Students in KS3 are internally assessed in terms 1, 3 and 5 reflecting their progress across the three elements of creating, performing and responding. Feedback to students is passed on to them verbally in lessons throughout the key stage and recorded in written teacher notes. Pupils are given frequent feedback, and take and offer peer and self- assessment after performing their work. Work is modelled and analysed in lessons by teachers, and some lessons are delivered by teacher-in–role to demonstrate role play, characterisation and performance skills. The www and ebi system is used in verbal feedback and specific advice added to written reports.
The department has set up the ability for pupils to take LAMDA qualifications through private lessons in public speaking and acting, arranged with a visiting LAMDA teacher/examiner. Many pupils are consequently able to develop their skills and confidence during KS4 and KS5. This is a welcome opportunity given that drama is not a discreet subject offered at KS5. LAMDA qualifications at level 2 and 3 can earn pupils valuable UCAS points.
The department provides students with regular opportunities to take part in school productions (two per year), both as performers and crew, as a way to further their vocational interest in performance or develop skills. Additional performances are arranged in regular showcases, e.g. Sixth Form Drama Academy (enrichment programme) and LAMDA Showcases. Collaboration with the Music Department is a feature of the delivery of these extra-curricular activities.

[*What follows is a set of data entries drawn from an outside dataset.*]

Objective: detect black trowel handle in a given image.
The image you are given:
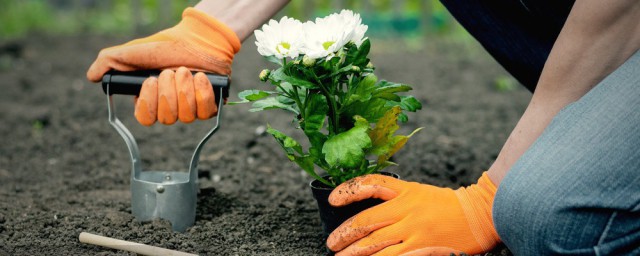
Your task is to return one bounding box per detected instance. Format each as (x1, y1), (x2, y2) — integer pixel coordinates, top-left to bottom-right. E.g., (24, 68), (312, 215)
(102, 70), (231, 103)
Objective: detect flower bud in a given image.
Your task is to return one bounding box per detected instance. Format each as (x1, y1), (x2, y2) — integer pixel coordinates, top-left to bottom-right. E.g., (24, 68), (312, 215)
(302, 55), (316, 67)
(366, 61), (373, 69)
(260, 69), (271, 82)
(336, 48), (347, 65)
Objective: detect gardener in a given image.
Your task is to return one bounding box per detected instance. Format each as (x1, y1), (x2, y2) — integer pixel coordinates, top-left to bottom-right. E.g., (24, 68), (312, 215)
(87, 0), (640, 255)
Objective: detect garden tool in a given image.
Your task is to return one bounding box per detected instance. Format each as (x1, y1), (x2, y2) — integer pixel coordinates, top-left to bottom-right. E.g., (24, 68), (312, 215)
(102, 71), (230, 232)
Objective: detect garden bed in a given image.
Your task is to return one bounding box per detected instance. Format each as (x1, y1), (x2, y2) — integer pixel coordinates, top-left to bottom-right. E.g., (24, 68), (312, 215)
(0, 36), (531, 255)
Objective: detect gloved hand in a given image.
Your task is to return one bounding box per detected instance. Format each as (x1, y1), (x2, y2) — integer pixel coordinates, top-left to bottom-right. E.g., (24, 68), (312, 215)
(87, 8), (240, 125)
(327, 173), (500, 256)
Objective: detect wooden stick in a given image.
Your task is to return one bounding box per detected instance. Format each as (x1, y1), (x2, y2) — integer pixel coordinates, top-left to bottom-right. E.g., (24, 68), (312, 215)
(80, 232), (197, 256)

Theatre trips and workshops with visiting arts organisations or experts are organised to complement and enhance engagement with the Drama curriculum. These include stage combat, performance poetry, and vocal coaching workshops as well as participation in National Theatre Connections Festival. GCSE pupils take part in two theatre trips during their course. Visits and productions are chosen, where possible and appropriate, to complement learning in other areas e.g. Classics (School production of Antigone) or English Literature. (GCSE Theatre trips to productions of Macbeth and Frankenstein).

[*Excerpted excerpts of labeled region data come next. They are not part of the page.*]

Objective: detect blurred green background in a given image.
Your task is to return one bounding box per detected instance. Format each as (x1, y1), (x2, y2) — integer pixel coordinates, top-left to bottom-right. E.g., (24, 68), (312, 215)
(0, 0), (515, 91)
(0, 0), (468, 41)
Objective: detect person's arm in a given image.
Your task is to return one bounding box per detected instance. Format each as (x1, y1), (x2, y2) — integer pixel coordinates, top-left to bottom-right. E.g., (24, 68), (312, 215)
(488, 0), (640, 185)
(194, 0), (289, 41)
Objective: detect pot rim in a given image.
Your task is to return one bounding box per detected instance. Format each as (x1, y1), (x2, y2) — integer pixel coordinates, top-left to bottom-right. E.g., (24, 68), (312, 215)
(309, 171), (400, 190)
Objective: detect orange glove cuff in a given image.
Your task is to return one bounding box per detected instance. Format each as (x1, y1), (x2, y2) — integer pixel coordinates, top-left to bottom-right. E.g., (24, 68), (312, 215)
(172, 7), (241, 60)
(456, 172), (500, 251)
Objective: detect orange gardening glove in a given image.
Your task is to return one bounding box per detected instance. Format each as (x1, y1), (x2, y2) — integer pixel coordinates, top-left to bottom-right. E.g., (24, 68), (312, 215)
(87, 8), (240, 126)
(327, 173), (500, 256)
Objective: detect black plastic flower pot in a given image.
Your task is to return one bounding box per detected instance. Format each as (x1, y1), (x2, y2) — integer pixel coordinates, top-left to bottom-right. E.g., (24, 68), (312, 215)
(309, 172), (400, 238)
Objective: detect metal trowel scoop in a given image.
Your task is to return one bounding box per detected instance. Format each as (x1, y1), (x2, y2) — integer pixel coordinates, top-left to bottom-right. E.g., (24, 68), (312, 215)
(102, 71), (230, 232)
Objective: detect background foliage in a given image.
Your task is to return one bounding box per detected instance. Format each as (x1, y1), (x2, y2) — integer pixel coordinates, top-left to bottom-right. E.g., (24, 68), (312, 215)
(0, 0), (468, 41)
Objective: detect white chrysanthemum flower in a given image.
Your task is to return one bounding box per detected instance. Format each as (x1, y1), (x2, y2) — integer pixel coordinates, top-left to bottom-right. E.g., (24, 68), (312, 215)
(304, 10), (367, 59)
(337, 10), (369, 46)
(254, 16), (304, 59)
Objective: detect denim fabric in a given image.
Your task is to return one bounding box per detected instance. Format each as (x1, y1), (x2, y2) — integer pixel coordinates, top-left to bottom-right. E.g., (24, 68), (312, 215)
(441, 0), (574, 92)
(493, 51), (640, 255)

The impact of the curriculum can be seen through a number of measures.
- Pupils are clearly engaged in lessons and enjoy their drama lessons, as shown through their focused and committed approach to activities
- Pupils have a wide base of knowledge by the end of Key Stage 3, which contributes to their understanding, and appreciation of theatre and performance as a cultural and commercial enterprise.
- Pupils have demonstrated empathy with and tolerance of others in their consideration of a variety of topics and in their ability to work in a team.
- Internal assessment processes demonstrate that pupils effectively progress in knowledge and skill that they can later apply and develop.
- Formative assessments of performance, particularly related to voice and interaction, show pupils’ ability to develop and apply skills.
- Students are able to communicate clearly and effectively any connections between different genres and eras of theatre taught.
- SEN and disadvantaged students achieve outcomes in line with their peers.
- Questioning and discussion are used to gauge and deepen pupil understanding – thinking skills are challenged and championed.
- Students develop a wide understanding of many aspects of fundamental British values along with a well-developed SMSC awareness and knowledge.
- Consistent uptake of Drama at GCSE, with consistently successful outcomes, indicates that students are enjoying the subject, have confidence in its delivery and are able to continue with their studies.
- Success of pupils in applications to study performing arts subjects post 18 who have studied drama at GCSE and participated in school productions shows them as well prepared as possible for the next step of their education.